Based on the map above, an Interval Mapping (IM) approach was performed to find QTLs, as follows.
write_map(maps_list, "mimulus_onemap.map")
install.packages("qtl")
library("qtl")
raw_file <- paste(system.file("extdata", package = "onemap"),
"m_feb06.raw", sep = "/")
f2_qtlmimulus <- read.cross("mm", file = raw_file, mapfile = "mimulus_onemap.map")
## --Read the following data:
## Type of cross: f2
## Number of individuals: 287
## Number of markers: 418
## Number of phenotypes: 16
## --Cross type: f2
f2_qtlmimulus
## This is an object of class "cross".
## It is too complex to print, so we provide just this summary.
## F2 intercross
##
## No. individuals: 287
##
## No. phenotypes: 16
## Percent phenotyped: 96.2 93.4 96.2 93 95.8 87.8 96.2 95.8 96.2 96.2
## 90.2 96.2 95.8 96.2 95.8 96.2
##
## No. chromosomes: 14
## Autosomes: 1 2 3 4 5 6 7 8 9 10 11 12 13 14
##
## Total markers: 390
## No. markers: 20 22 26 35 21 46 32 26 25 21 35 24 19 38
## Percent genotyped: 89.6
## Genotypes (%): AA:16.4 AB:24.8 BB:22.4 not BB:19.3 not AA:17.1
plotMap(f2_qtlmimulus,main=substitute(paste("Genetic linkage map - F2 ")(italic('Mimulus guttatus x Mimulus nasutus'))))
plotMissing(f2_qtlmimulus, main="Missing genotypes")
#plot.pheno<-plot.pheno(f2_qtlmimulus, pheno.col = 16)
plot(plot.pheno, col="yellow", xlab="Corola width (mm)", main="ww")
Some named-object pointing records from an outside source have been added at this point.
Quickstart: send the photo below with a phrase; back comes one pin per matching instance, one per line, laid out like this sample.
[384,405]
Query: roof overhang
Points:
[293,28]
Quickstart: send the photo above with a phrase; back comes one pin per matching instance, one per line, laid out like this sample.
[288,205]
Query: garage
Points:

mimulus.jm_im <- jittermap(f2_qtlmimulus, amount=1e-6)
summary(mimulus.jm_im)
## F2 intercross
##
## No. individuals: 287
##
## No. phenotypes: 16
## Percent phenotyped: 96.2 93.4 96.2 93 95.8 87.8 96.2 95.8 96.2 96.2
## 90.2 96.2 95.8 96.2 95.8 96.2
##
## No. chromosomes: 14
## Autosomes: 1 2 3 4 5 6 7 8 9 10 11 12 13 14
##
## Total markers: 390
## No. markers: 20 22 26 35 21 46 32 26 25 21 35 24 19 38
## Percent genotyped: 89.6
## Genotypes (%): AA:16.4 AB:24.8 BB:22.4 not BB:19.3 not AA:17.1
mimulusprob <- calc.genoprob(mimulus.jm_im, step = 1, off.end=0, error.prob=0.001, map.function="kosambi", stepwidth="fixed")
mimulus1 <- sim.geno(mimulusprob, n.draws=16, step=1, off.end=0, error.prob=0.001, map.function="kosambi")
Genome scan with a single QTL model
out_emmimulus1 <- scanone(mimulus1, pheno.col=16, method = "em")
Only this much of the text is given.